Backup and Restoration - samvera/hyrax GitHub Wiki

Hyrax Backup and Restoration/Migration

Migrating an existing Hyrax Hydra system to a new box or backing up data for disaster recovery purposes is fairly simple but has a few gotcha moments that can cause problems for restoration of data.

(This guide was copied from the Sufia wiki. Most of it should apply to Hyrax but it has not yet been tested.)

Fedora:

Fedora 4 has multiple options for a few types of recovery.

REST APIs:

A simple all in one option is to use the built in REST call to Fedora see here for details. You can see an example below which assumes a port of 8080 for fedora and a backup path /backup:

curl -X POST -d "/backup" "localhost:8080/fedora/rest/fcr:backup"

This generates a directory of data and zip files that allow you to rebuild the repository. To ensure the stability of the data while this runs it pauses the Fedora respository.

The backup files can then be moved to a new location and restored to a machine with Fedora running by sending the restore REST command:

curl -X POST -d "/backup" "localhost:8080/fedora/rest/fcr:restore"

Pros:

  • Extremely stable, this is designed to handle in-use repositories and pause any transactions while it runs.

Cons:

  • This method is extremely slow. A test backup of about 40 GB of data took 4-5 hours.

  • This method does not support incremental or differential backup, so there's no real way to make this fast.

Filesystem:

Another option for backing up Fedora is to use filesystem level tools. Fedora is a fairly robust database so as long as the data appears to be in the same rough configuration folders/locations it is fairly easy to use tools like rsync or other backup software to handle backups.

You will need to back up the two directories listed towards the end of this Fedora guide:

  • fcrepo.binary.directory

  • fcrepo.ispn.repo.cache

Simply make sure those are both backed up and you can restore them to the new machine. This will transfer over all Fedora data. If you want to simply back up the entire Fedora directory that also works but may add some small amount of space to the backups.

Pros:

  • Very fast.

  • Allows whatever backup method you want to use.

Cons:

  • It does not pause new submissions, so batch ingests that are running but incomplete may be missed. You may wish to pause/stop Fedora to avoid this.

  • You may wish to use the LevelDB validation tools to validate the backup or test it regularly.

Postgres:

The Postgres database handles user accounts and authentication. Any of the major Postgres options for backup and restoration work well see here. Generally speaking the Postgres data is fairly small and does not require a Point-in-Time recovery. SQL dumps, as they allow for version and architecture changes compared to other Postgres options, are a safer bet.

Postgres by default asks for a password whenever connecting. If your backup software does not have a way to automate that, or if you are using scripts to generate the dump file a .pgpass file is recommended to store a user name and password. See [this guide] (https://www.postgresql.org/docs/current/static/libpq-pgpass.html) for details as to formatting.

When you load a new postgres database in, you will likely need to assign permissions to the user account managing it as a freshly loaded database may overwrite the permissions depending on your options for the backup dump.

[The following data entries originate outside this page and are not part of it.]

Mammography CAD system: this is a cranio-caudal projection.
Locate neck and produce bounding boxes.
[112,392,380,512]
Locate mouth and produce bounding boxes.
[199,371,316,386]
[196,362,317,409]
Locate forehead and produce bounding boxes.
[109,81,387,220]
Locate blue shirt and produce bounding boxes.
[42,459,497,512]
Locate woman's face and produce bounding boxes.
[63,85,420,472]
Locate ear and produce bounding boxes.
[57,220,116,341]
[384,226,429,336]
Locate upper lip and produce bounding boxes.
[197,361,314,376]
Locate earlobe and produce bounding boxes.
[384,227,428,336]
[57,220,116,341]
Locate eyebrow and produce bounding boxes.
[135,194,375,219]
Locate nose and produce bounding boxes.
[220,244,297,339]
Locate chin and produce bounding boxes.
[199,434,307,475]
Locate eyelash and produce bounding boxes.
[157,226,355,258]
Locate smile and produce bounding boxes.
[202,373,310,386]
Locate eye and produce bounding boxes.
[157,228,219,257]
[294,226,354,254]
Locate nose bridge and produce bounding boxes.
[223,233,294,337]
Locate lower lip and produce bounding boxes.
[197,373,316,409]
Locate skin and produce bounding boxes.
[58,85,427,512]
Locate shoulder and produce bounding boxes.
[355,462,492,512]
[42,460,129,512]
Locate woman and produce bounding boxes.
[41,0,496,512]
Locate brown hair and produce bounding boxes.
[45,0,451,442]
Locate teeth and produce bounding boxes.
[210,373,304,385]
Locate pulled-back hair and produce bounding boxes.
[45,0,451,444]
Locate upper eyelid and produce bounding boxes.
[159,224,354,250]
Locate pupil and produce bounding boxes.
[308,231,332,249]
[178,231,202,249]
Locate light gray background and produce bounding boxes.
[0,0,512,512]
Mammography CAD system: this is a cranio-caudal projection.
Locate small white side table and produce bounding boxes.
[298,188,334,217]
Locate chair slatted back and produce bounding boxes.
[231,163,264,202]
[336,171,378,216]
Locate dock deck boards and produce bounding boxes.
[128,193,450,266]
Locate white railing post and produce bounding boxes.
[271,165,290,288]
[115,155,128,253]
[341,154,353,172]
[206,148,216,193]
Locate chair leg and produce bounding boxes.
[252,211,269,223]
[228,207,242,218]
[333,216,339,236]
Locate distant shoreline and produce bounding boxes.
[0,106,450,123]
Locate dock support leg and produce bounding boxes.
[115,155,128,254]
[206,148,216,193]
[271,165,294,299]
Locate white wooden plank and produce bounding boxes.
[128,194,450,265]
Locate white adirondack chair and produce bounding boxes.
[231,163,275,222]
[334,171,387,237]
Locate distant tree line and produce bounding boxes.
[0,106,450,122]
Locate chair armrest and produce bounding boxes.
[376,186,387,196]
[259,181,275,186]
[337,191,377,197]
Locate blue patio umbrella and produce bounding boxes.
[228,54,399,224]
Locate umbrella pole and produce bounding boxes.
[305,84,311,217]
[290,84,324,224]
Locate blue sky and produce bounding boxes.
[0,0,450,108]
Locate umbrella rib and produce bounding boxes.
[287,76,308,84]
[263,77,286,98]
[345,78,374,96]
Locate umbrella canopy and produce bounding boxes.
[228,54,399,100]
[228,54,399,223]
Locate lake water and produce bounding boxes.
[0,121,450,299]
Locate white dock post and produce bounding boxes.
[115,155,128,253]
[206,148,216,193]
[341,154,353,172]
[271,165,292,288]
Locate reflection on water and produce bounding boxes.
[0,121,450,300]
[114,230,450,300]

GRANT Create,Connect,Temporary ON DATABASE sample TO user;

Minter:

The minter should be saved to avoid future collisions with already existing objects. The default location of minter-state is /tmp/minter-state. Simply copy the minter to the new machine and adjust permissions to fit the account(s) you have running Hydra.

Redis:

Finally, the Redis database mut be carried over to maintain the version history for objects. By default this can be found in

/var/lib/redis/dump.rdb

To load it into a new machine you need to:

  1. Stop redis
  2. Replace the existing dump.rdb with your back up copy
  3. You may need to adjust the permissions of the new dump.rdb to be redis:redis if those were not carried over by your backup method.
  4. Restart redis

If you copy dump.rdb over to /var/lib/redis without stopping Redis, it will overwrite the dump.rdb with the current state in a short time.

Indexing:

When all the data has been moved, you will need to re-index Solr in Hydra so that everything shows up in the user view on the new machine. Head to the current Hyrax folder

cd /opt/hyrax-project/current

Enter the rails console

bundle exec rails console production

Then reindex all the data

ActiveFedora::Base.reindex_everything

For reasons not yet known, reindexing a single time may miss some objects, often ones with multiple versions, so run it twice to be safe.

Common Problems

Version history is missing

This means the Redis database did not load properly. Check the permissions and owner on the dump.rdb file.

Fedora won't load

If you can't even access Fedora via the landing page (host:8080/fedora) you probably didn't set ownership recursively to the directory. Use

sudo chmod -R user:user /directory

user should be based on your servlet container's account.